Karl Heinrich Ludwig Pölitz, a German scholar, published the ‘Constitutions of the European States during the preceding 25 years’ in 1825 (Constitutionen der europäischen Staaten seit den letzten 25 Jahren in the original German text).
The first edition consisted of 4 volumes and 340 documents, to be enlarged and updated in 1833.
The timing was based on historical circumstances. In 1776 the first modern declaration of rights and constitutions appeared in the revolting British colonies on the other side of the Ocean. Modern constitutionalism was born in the United States.
Throughout Europe, in particular in France, Germany, The Netherlands, The Swiss Confederation and The United Kingdom, constitutionalism was in the centre of attention. The revolutionary Declaration of the Rights of Man and Citizen of 26 August 1789 introduced modern constitutionalism in Europe.

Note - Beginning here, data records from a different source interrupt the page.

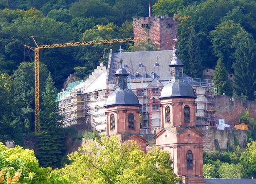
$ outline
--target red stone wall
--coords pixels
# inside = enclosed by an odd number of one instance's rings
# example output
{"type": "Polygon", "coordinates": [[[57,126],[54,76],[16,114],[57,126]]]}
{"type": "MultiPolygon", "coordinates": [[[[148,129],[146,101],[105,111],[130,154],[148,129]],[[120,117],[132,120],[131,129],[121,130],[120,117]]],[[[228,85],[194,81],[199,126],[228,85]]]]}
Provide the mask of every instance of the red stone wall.
{"type": "Polygon", "coordinates": [[[225,124],[231,127],[239,122],[239,116],[246,109],[249,109],[252,117],[256,117],[256,101],[226,96],[217,96],[217,119],[225,119],[225,124]]]}
{"type": "Polygon", "coordinates": [[[161,50],[171,50],[177,35],[177,23],[173,17],[155,16],[133,18],[134,45],[149,37],[161,50]]]}

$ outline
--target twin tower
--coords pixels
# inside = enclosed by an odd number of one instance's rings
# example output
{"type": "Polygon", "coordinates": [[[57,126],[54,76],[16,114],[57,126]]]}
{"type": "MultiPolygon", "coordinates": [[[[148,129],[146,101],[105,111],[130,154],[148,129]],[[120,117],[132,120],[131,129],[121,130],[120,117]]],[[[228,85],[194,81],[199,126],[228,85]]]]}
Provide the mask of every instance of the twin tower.
{"type": "MultiPolygon", "coordinates": [[[[196,128],[195,99],[192,87],[183,80],[183,66],[173,50],[169,83],[160,97],[162,129],[154,136],[156,146],[170,153],[173,171],[183,183],[204,184],[202,174],[202,136],[196,128]]],[[[126,70],[120,67],[114,74],[115,91],[105,104],[107,135],[117,135],[121,142],[135,140],[146,151],[147,142],[140,135],[138,98],[128,90],[126,70]]]]}

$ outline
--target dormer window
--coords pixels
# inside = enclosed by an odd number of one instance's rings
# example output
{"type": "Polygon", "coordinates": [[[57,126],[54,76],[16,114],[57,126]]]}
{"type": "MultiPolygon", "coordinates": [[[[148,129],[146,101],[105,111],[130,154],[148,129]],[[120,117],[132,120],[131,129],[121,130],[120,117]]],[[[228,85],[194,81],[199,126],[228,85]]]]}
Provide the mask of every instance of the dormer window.
{"type": "Polygon", "coordinates": [[[139,73],[137,72],[135,74],[135,78],[139,79],[139,73]]]}
{"type": "Polygon", "coordinates": [[[155,78],[155,73],[154,73],[154,72],[151,73],[151,78],[155,78]]]}
{"type": "Polygon", "coordinates": [[[143,73],[143,78],[146,78],[146,72],[144,72],[143,73]]]}

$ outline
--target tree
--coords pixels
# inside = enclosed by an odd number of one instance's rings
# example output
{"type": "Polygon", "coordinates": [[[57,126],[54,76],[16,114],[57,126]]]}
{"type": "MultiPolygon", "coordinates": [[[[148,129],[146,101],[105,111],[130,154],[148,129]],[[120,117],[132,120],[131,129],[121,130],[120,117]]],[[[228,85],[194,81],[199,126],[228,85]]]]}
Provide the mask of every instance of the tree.
{"type": "Polygon", "coordinates": [[[256,43],[252,34],[241,30],[234,36],[232,45],[236,49],[236,62],[233,65],[235,92],[254,100],[256,91],[256,43]]]}
{"type": "Polygon", "coordinates": [[[17,146],[7,149],[0,142],[1,184],[49,184],[50,168],[39,167],[34,151],[17,146]]]}
{"type": "Polygon", "coordinates": [[[220,178],[242,178],[243,168],[240,164],[228,164],[224,163],[218,169],[220,178]]]}
{"type": "Polygon", "coordinates": [[[230,43],[233,37],[242,29],[239,24],[235,23],[233,20],[227,20],[210,32],[214,54],[225,62],[224,66],[229,72],[232,71],[232,66],[235,62],[235,49],[230,43]]]}
{"type": "Polygon", "coordinates": [[[232,88],[228,80],[228,72],[222,62],[222,59],[219,59],[213,76],[214,88],[216,89],[218,95],[221,95],[225,93],[226,95],[232,96],[232,88]]]}
{"type": "Polygon", "coordinates": [[[183,0],[159,0],[153,6],[153,13],[155,16],[173,17],[184,7],[183,0]]]}
{"type": "MultiPolygon", "coordinates": [[[[178,179],[172,172],[169,153],[156,149],[147,154],[135,142],[121,144],[115,136],[102,137],[101,143],[88,141],[69,156],[73,162],[54,171],[61,179],[77,184],[171,183],[178,179]]],[[[57,180],[56,180],[57,181],[57,180]]]]}
{"type": "Polygon", "coordinates": [[[40,165],[56,168],[60,166],[64,144],[58,114],[57,90],[50,74],[43,93],[42,110],[40,117],[40,132],[37,144],[37,157],[40,165]]]}

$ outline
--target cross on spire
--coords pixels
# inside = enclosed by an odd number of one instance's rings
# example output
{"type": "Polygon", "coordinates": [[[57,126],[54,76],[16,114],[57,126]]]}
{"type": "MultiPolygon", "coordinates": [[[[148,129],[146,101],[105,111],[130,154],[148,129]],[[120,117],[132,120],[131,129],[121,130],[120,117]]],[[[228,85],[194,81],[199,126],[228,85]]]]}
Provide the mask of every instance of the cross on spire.
{"type": "Polygon", "coordinates": [[[175,41],[175,49],[177,49],[177,41],[178,41],[178,39],[179,38],[178,38],[177,37],[177,36],[175,35],[175,38],[173,39],[173,40],[174,40],[175,41]]]}
{"type": "Polygon", "coordinates": [[[122,49],[122,48],[121,48],[121,45],[120,45],[120,49],[118,49],[118,50],[118,50],[120,52],[120,58],[121,58],[121,53],[122,52],[122,50],[124,50],[124,49],[122,49]]]}

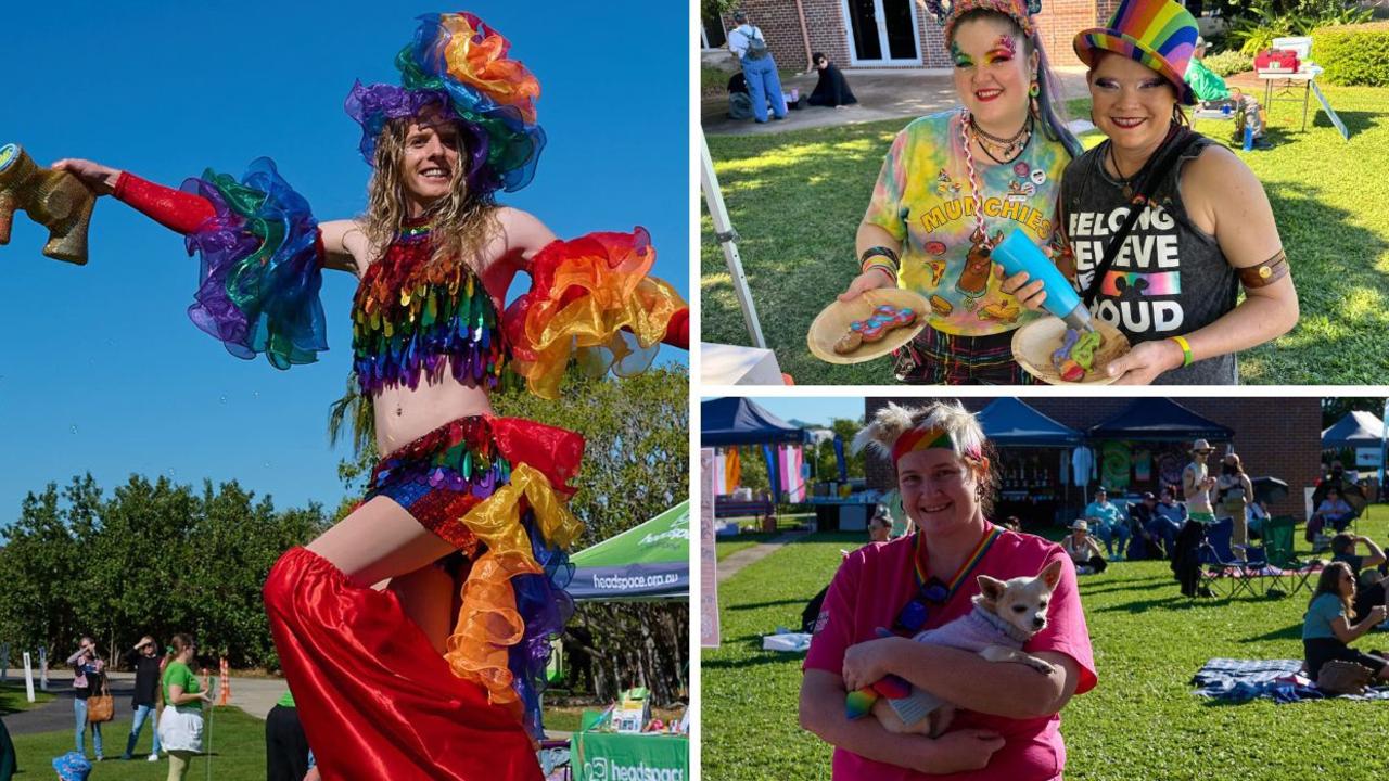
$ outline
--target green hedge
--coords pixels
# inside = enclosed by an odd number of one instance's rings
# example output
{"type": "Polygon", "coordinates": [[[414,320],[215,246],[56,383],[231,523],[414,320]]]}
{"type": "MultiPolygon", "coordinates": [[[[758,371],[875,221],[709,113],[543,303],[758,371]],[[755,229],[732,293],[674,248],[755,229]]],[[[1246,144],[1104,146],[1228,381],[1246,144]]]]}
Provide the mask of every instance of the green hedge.
{"type": "Polygon", "coordinates": [[[1311,33],[1313,61],[1335,85],[1389,86],[1389,22],[1339,25],[1311,33]]]}
{"type": "Polygon", "coordinates": [[[1238,50],[1221,51],[1201,60],[1217,76],[1232,76],[1254,69],[1254,58],[1240,54],[1238,50]]]}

European constitutional history goes back to ancient Greek city states, republican and imperial Rome, the Magna Carta (1215) in England, the goldene Bulle (Golden Bull, 1356) and the Reichstag in Worms (1495) in the Holy Roman Empire, the Union of Utrecht (1579) and many other constitutional texts.
Waves of constitutional crises, debates, modernization and concepts swept throughout Europe in the nineteenth and twentieth centuries. 1814, 1830, 1848, 1871, 1918, 1945, 1948, 1950, 1989, 1991, 2008 are just a few dates, for the better and for the worse. They represent moments of important constitutional changes in monarchies and republics all over Europe.
Each country has a constitutional history and stories to tell. Hundreds of constitutions have been written since 1789.